A long silence followed. Farris' eyes never wavered, despite her fearful expression. Mentally, Rico ran down the short list of possible explanations. Farris could be lying. She could be nuts. Desperate enough to say anything or too far gone to notice. Even if Surikov had been revived, magically resuscitated, or his apparent death only some magician's illusion, Farris would have no way of knowing that.

Rico could think of only one other explanation and it wasn't a good one. Possibly, just possibly, he and his team had been not only double-crossed, but reamed right from the start. Tricked somehow. He didn't see how. "Surikov's not dead?"

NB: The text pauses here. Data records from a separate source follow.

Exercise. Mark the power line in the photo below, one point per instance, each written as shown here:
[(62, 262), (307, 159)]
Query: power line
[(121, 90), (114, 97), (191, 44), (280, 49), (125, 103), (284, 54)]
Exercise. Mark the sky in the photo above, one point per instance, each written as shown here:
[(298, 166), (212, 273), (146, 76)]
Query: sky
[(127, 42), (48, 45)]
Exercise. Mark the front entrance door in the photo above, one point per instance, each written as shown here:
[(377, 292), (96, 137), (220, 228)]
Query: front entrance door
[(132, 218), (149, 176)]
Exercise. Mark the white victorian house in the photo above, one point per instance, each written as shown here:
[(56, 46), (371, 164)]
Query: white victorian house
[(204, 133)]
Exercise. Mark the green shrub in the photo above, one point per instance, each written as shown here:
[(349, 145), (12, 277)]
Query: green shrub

"No." Farris shook her head.

"Then who was the slag we busted out of Maas Intertech?"

"Michael Travis. One of Ansell's research assistants." It didn't seem likely. "No way," Rico growled. "No fragging way. We had retina scans. We had fragging DNA scans,"

"Yes, but how did you confirm those scans?" Farris asked softly. "Based on data obtained from Fuchi?"

"I'll ask the questions."

Farris just watched him a moment. The fear in her expression seemed to mix with sadness, maybe regret "Not even Fuchi datafiles are immutable," she said. "The infiltrator program anticipated the possibility that certain relevant datafiles such as personnel files might be surreptitiously accessed. These files were altered. Datasets were exchanged. Michael Travis' retinal and DNA patterns were inserted into Ansell's files. The real Ansell Surikov, his codes and patterns, are now part of the datafiles that originally belonged to Michael Travis."

Rico said nothing. He guessed that what Farris was saying was possible, but she made it sound too easy. There was more to changing identities than just a swap of data in computer files. "Surikov's face is all over the datanets. He's been at conferences. He's been on trideo. People know what he looks like."